ぶつぶつ言いながら電車内に入り込むと、人のまばらな車両に移動して腰を下ろした。荷物は背中に背負ったリュック一つとトラウマとなったドレスの入った紙袋だけだが、リュックにはかなり詰め込んでいるので結構な重量になる。どっしりとした荷物の詰まったリュックと贅肉の詰まった臀部を下ろしてふっと溜め息をつくと、私はポケットから空港までの乗り換えメモを取り出した。自分で調べようと思っていたがあまりに不手際が目立つ私に不安になったらしく、前日に依子からメールが届き、そこにはこの通りに寄り道せず行けお土産は名物菓子がいいと20行の文面に6回も書かれたものが送られてきた。心配してくれるのはとてもありがたいとは思うが、一ミリたりとも私に対する信用が無い事と土産の心配ばかりが見て取れるので素直に喜べない。どうして気をつけて頑張れとかそういった言葉が一言も無いのか、何故「友人<土産」の図式しかそこに見えないのかが理解できない。

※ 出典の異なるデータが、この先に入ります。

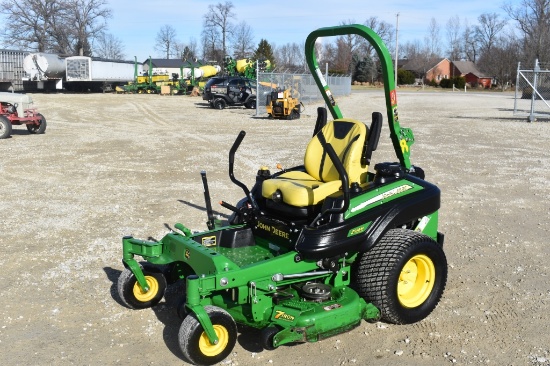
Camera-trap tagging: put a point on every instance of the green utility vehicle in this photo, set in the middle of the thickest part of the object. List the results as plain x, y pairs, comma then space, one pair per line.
309, 252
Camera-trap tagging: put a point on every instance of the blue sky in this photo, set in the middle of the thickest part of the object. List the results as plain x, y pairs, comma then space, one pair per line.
136, 23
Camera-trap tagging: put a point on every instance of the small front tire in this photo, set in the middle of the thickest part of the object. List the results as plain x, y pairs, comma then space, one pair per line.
133, 296
267, 337
195, 344
40, 128
5, 128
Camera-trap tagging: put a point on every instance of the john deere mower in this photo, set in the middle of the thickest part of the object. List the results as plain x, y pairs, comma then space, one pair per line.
311, 251
281, 105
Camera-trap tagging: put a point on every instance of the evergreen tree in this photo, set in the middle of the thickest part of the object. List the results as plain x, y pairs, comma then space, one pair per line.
264, 52
363, 68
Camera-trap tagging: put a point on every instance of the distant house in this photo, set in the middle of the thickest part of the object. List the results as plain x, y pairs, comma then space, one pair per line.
428, 70
473, 76
437, 70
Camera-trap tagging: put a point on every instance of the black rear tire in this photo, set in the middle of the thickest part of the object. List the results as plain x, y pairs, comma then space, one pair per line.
38, 129
219, 104
404, 275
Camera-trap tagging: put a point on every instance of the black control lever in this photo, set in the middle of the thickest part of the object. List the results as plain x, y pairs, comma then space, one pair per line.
209, 211
234, 148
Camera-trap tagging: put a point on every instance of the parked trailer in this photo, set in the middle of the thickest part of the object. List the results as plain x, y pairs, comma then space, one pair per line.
96, 74
11, 70
46, 69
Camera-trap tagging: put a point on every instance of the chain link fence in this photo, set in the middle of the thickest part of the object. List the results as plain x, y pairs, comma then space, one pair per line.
302, 86
11, 70
533, 92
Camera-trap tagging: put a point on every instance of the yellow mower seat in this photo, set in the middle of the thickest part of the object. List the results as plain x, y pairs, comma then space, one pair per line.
321, 179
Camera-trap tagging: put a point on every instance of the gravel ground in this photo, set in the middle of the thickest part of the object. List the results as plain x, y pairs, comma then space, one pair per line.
114, 165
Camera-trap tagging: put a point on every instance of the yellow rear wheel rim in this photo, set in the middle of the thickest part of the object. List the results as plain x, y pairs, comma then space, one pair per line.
211, 350
416, 281
143, 296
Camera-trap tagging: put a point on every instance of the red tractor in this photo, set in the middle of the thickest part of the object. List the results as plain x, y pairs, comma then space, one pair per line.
17, 109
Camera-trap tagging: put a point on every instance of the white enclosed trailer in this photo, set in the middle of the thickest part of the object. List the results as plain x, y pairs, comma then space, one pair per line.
44, 68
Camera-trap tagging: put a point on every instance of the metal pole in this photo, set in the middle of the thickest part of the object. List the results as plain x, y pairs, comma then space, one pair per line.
396, 45
534, 92
517, 89
257, 87
326, 77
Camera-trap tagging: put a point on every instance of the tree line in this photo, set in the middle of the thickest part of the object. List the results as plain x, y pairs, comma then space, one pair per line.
495, 43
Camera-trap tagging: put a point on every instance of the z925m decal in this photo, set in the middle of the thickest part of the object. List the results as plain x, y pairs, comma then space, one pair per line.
382, 196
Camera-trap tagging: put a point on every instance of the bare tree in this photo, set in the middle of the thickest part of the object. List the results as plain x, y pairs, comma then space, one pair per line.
290, 57
218, 22
488, 30
186, 51
453, 37
242, 41
210, 45
85, 19
166, 40
469, 43
33, 21
108, 46
433, 38
533, 20
385, 31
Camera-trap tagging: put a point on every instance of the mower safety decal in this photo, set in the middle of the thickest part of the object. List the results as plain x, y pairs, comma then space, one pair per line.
279, 314
382, 196
393, 98
209, 241
358, 230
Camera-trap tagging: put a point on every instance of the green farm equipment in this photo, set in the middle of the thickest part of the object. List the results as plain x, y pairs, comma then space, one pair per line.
311, 251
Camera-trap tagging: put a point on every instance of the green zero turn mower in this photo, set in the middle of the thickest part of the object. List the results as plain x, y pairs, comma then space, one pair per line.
311, 251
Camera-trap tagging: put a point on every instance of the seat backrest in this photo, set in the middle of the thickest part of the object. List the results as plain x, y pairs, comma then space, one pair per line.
347, 137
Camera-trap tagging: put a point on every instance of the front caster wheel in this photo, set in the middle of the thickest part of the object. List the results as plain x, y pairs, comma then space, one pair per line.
267, 337
404, 275
133, 295
195, 344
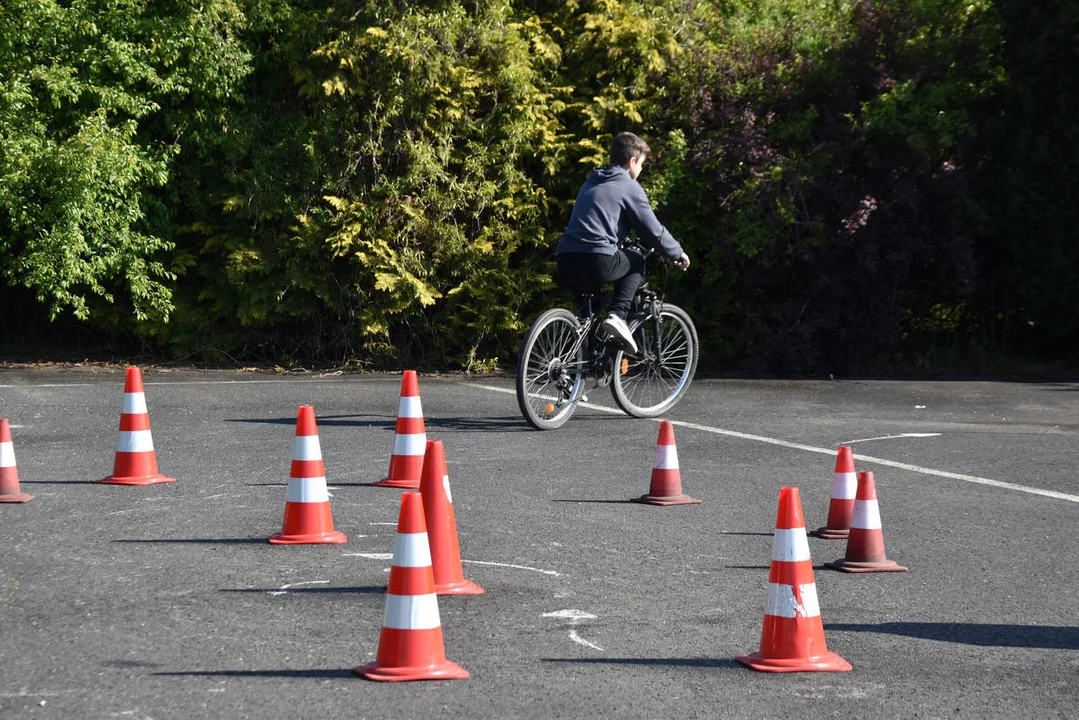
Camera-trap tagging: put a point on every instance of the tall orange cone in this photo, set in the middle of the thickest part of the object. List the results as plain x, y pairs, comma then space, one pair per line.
666, 486
442, 525
865, 543
135, 462
410, 644
410, 438
308, 517
793, 636
9, 472
844, 489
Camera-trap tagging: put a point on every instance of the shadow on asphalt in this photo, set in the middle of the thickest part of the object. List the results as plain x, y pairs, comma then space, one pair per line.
672, 662
503, 424
371, 589
227, 541
327, 674
977, 634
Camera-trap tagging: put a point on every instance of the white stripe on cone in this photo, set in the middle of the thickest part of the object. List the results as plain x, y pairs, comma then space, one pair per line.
134, 404
414, 444
134, 440
411, 612
865, 515
666, 457
306, 447
845, 486
308, 490
409, 407
782, 602
411, 549
790, 545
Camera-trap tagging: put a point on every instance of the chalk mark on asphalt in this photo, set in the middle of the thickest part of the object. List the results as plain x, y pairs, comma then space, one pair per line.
574, 616
831, 451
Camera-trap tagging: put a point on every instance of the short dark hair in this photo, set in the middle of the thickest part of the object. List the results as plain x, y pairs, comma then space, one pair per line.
626, 146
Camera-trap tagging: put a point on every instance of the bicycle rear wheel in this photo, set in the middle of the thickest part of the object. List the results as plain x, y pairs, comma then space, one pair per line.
549, 374
653, 381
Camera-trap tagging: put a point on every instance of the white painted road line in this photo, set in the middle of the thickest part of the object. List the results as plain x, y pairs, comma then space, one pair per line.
831, 451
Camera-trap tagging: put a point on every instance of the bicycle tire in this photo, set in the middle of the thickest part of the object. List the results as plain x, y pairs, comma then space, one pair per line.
653, 381
548, 380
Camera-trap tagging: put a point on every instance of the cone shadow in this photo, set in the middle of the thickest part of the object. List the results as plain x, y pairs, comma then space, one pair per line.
370, 589
609, 502
206, 541
975, 634
658, 662
328, 674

皺が寄りそうな眉間を揉んでほぐし、私は気持ちを入れ替えてメモに目を落とした。
「…えーと、あー五つ目の駅で降りて乗り換えか。ん、あれ、空港って地下鉄でいくの?」
「ええ、空港方面と駅に記してあるのできっと行けばすぐに解りますよ」
マジかよ上見ながら歩くのか、こけそうだなと顔を顰め、ついで反対のポケットから菓子パンを取り出した。開けようとしたが良く見ると菓子パンには黒っぽい緑色の斑点がお洒落に飛び散っており、賞味期限を見れば二ヶ月前の日付が記されていた。静かにポケットへ戻し見なかったことにする。さすがにこれを食べて無事でいられる自信はない。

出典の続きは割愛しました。